Collecting metrics

This page describes methods of Procfs [1] process metrics collection implemented in Procpath. Usually an analysis of an issue with Procpath is a 2-step process:

  1. collect data on relevant processes

  2. analyse the collected data visually and/or with SQL

Procpath can collect process metrics from any Linux system that can run Python, which includes Android (e.g. via Termux [2]), arm64 NAS devices, GitLab pipeline jobs, containers, and usual server and desktop machines.

Snapshot

procpath query provides JSON point-in-time slices of the process tree running on the target Linux system. It’s useful for answering:

  • specific questions about the process/fields in its the JSON document (how many open file descriptors does this process have?)

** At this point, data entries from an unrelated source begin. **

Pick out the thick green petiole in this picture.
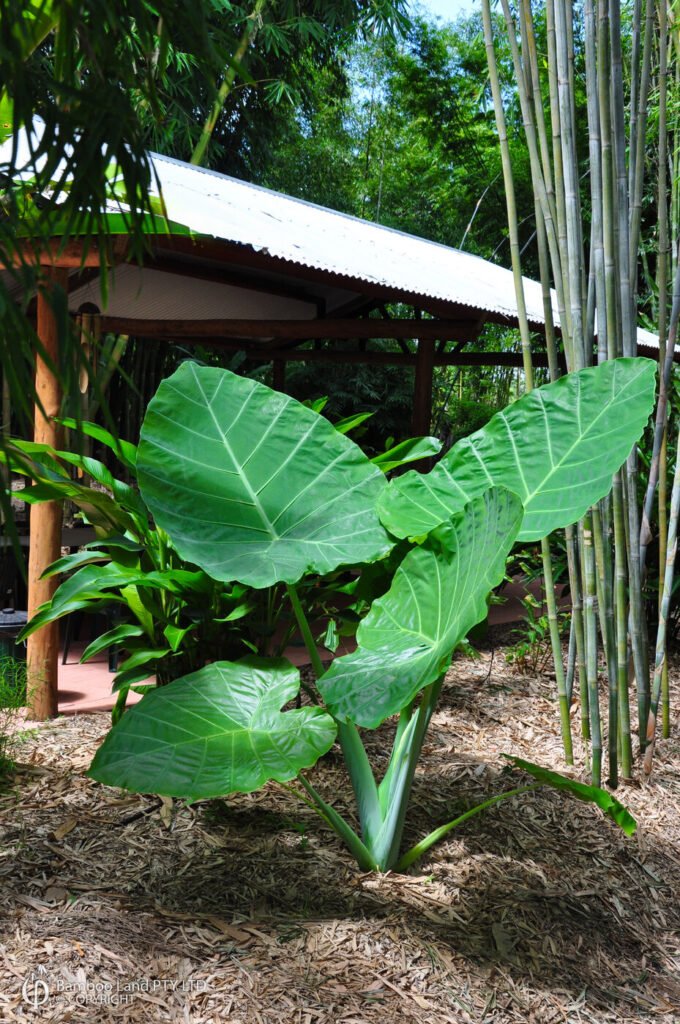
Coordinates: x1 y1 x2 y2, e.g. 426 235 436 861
287 580 449 869
371 676 445 869
286 582 382 843
378 705 416 816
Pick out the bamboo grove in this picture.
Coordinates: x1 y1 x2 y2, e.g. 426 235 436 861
481 0 680 785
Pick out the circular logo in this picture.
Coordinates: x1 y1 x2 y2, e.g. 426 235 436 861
22 970 50 1009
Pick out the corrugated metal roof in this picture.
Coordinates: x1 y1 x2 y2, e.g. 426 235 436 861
0 122 550 323
149 150 551 325
0 121 664 349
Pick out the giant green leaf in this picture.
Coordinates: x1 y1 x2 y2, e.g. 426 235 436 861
378 358 656 541
318 487 523 729
88 657 337 800
137 363 393 589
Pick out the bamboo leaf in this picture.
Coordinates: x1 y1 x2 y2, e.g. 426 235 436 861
0 95 13 144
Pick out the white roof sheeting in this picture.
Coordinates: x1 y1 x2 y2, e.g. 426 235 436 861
0 121 664 350
149 150 550 325
145 154 666 351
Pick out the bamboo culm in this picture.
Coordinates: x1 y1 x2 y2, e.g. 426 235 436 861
644 424 680 774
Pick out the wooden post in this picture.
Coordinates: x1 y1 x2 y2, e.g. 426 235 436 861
412 338 435 436
272 358 286 393
27 267 67 719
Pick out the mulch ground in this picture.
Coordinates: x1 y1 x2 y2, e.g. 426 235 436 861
0 636 679 1023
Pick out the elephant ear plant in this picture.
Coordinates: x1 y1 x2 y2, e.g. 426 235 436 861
89 358 655 871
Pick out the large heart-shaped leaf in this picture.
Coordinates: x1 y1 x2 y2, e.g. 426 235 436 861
318 487 523 728
378 358 656 541
137 363 393 588
88 657 337 800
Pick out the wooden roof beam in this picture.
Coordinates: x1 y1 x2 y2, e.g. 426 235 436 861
97 316 483 343
3 237 128 269
152 339 559 369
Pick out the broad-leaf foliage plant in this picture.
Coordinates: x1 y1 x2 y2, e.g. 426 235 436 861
78 358 654 870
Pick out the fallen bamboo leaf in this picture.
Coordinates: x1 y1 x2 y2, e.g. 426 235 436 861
159 795 173 829
44 885 69 903
52 817 78 840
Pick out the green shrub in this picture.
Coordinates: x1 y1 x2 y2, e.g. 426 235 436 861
505 594 570 676
0 654 29 776
445 397 498 446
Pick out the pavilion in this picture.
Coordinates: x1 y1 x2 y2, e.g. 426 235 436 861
0 125 665 718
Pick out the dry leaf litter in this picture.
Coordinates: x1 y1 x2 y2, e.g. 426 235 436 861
0 634 679 1023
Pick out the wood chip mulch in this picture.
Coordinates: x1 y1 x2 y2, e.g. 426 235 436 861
0 640 679 1023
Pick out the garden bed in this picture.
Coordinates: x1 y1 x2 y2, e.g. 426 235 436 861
0 643 679 1023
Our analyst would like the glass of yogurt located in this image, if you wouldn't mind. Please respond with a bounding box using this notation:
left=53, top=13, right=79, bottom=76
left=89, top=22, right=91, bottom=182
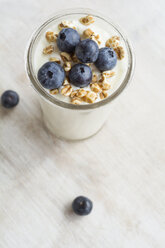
left=26, top=8, right=134, bottom=140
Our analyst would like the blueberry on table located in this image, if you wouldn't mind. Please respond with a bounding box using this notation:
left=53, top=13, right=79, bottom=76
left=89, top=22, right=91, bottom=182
left=69, top=63, right=92, bottom=88
left=57, top=28, right=80, bottom=53
left=95, top=47, right=117, bottom=71
left=37, top=62, right=65, bottom=90
left=1, top=90, right=19, bottom=108
left=72, top=196, right=93, bottom=216
left=75, top=39, right=99, bottom=63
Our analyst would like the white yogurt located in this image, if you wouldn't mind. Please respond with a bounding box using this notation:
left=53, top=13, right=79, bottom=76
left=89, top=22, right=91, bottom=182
left=29, top=13, right=130, bottom=140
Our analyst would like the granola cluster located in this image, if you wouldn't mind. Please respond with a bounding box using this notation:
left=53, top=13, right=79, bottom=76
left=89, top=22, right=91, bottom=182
left=58, top=20, right=76, bottom=30
left=46, top=31, right=58, bottom=42
left=105, top=36, right=124, bottom=60
left=59, top=70, right=115, bottom=104
left=80, top=15, right=94, bottom=26
left=41, top=15, right=125, bottom=104
left=83, top=28, right=101, bottom=45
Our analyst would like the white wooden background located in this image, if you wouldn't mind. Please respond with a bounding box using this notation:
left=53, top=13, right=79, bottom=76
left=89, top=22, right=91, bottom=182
left=0, top=0, right=165, bottom=247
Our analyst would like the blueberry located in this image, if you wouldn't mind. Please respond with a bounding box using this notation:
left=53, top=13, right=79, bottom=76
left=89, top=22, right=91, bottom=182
left=37, top=62, right=65, bottom=89
left=75, top=39, right=99, bottom=63
left=1, top=90, right=19, bottom=108
left=72, top=196, right=93, bottom=216
left=69, top=63, right=92, bottom=88
left=57, top=28, right=80, bottom=53
left=95, top=47, right=117, bottom=71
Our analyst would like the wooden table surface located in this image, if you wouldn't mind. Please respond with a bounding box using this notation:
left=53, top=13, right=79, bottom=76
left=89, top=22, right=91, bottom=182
left=0, top=0, right=165, bottom=247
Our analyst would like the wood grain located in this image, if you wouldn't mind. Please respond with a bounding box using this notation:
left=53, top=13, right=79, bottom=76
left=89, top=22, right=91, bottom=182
left=0, top=0, right=165, bottom=247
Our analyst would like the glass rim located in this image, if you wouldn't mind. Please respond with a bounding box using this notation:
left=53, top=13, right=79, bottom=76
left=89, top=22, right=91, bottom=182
left=26, top=8, right=135, bottom=110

    $ procpath query -f stat,fd --indent 2 \
      '$..children[?(@.stat.pid == 42 and @.pop\("children", 1\))]..fd'
    [
      {
        "anon": 12,
        "blk": 0,
        "chr": 7,
        "dir": 0,
        "fifo": 4,
        "lnk": 0,
        "reg": 118,
        "sock": 36
      }
    ]
    

    Note

    @.pop("children", 1) can be used to get rid of descendants of the matched process unless they match themselves

  • process hierarchy questions (what are the PIDs of all descendants of this process?),

    $ procpath query -d, "..children[?(@.stat.pid == 42)]..pid"
    7342,7733,7931,78880,78884
    
  • counting processes (how many Celery workers are running on the server?),

    $ procpath query -d $'\n' \
        '$..children[?("celery worker" in @.cmdline)].stat.comm' | wc -l
    97
    
  • calculating aggregates (how much main memory does this docker-compose stack consume?),

    $ L=$(docker ps -f status=running -f name='^project_name' -q | xargs -I{} -- \
        docker inspect -f '{{.State.Pid}}' {} | tr '\n' ,)
    $ procpath query "$..children[?(@.stat.pid in [$L])]" \
        'SELECT SUM(stat_rss) / 1024.0 * 4 "RSS MiB" FROM record'
    [{"RSS MiB": 390.515625}]
    

It also comes at handy for crafting JSONPath queries for procpath record (see below).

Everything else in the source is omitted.